North Carolina had two verified cases of voter fraud between 2000 and 2014 out of 35 million votes cast in municipal and presidential elections, an expert testified today in a federal trial over the state’s controversial election law. Lorraine Minnite, a political science professor at Rutgers University, said that voter fraud is rare nationally and in North Carolina. Several groups, including the N.C. NAACP and the U.S. Department of Justice, are suing North Carolina and Gov. Pat McCrory over House Bill 589, which state Republican legislators pushed in 2013. McCrory signed the legislation into law in August 2013. The law eliminated same-day voter registration and out-of-precinct provisional voting and reduced the days of early voting, among other changes. State Republican legislators said publicly that they pushed for the changes to ensure the integrity of the voting process and to stamp out the potential for voter fraud.
Nationally, Republican leaders in other states, including Ohio and Texas, have cited voter fraud as reasons for legislation requiring voters to have photo IDs when they show up at the polls.

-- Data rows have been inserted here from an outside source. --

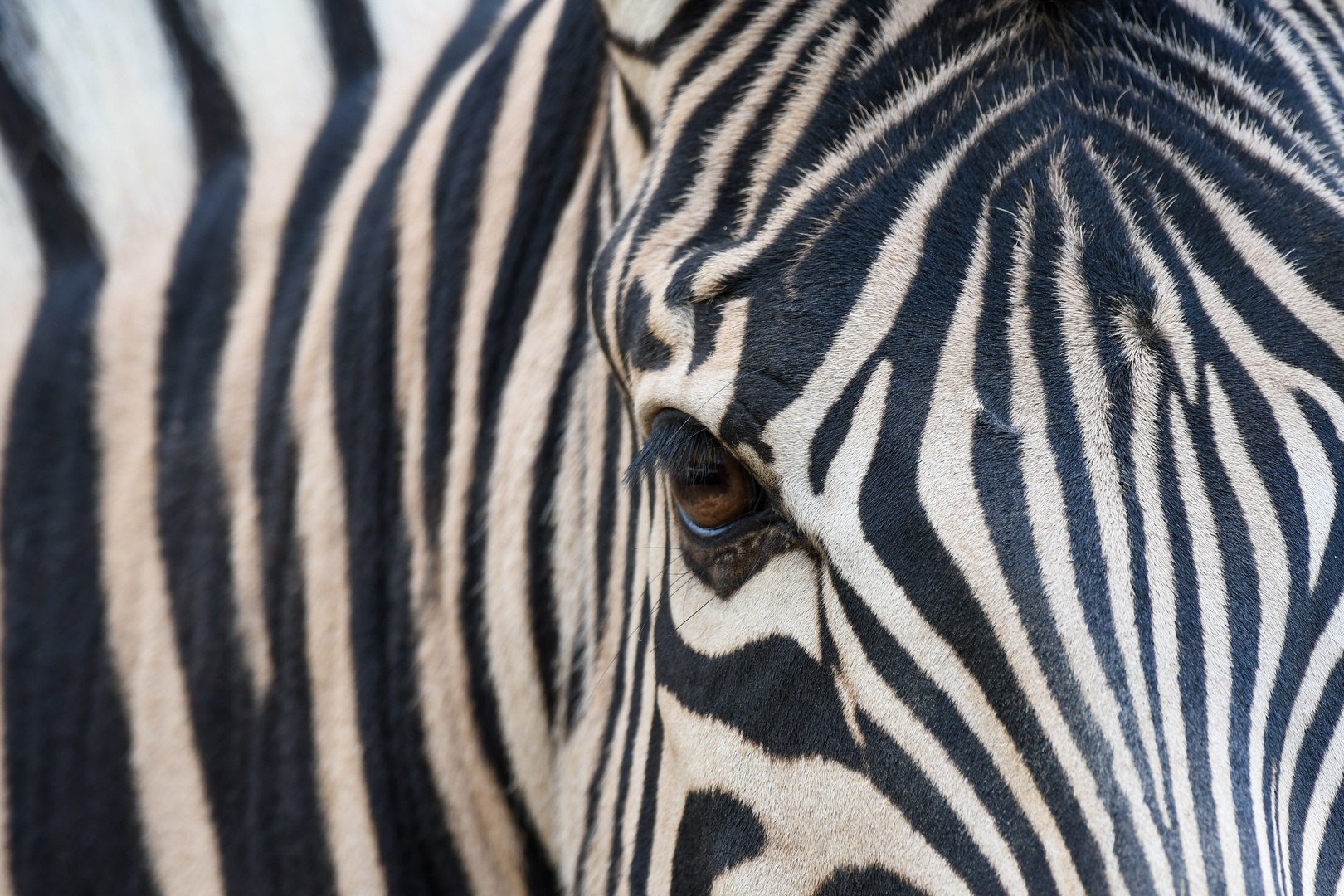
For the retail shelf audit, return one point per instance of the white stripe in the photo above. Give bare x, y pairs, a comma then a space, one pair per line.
1049, 516
476, 809
1326, 657
1270, 558
863, 137
947, 492
791, 123
1324, 794
21, 293
1218, 652
320, 500
889, 711
1159, 562
413, 28
1092, 397
523, 414
856, 561
273, 56
819, 816
108, 80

Minnite said there’s no evidence of significant voter fraud in any of the states that have pushed for photo ID laws, including North Carolina. House Bill 589 requires that voters have one out of eight qualifying photo IDs by 2016. That part of the law is not being litigated in the federal trial in U.S. District Court in Winston-Salem. State Republican legislators recently amended the law to ease the photo ID restriction, and plaintiffs asked for more time to consider the implications of that change.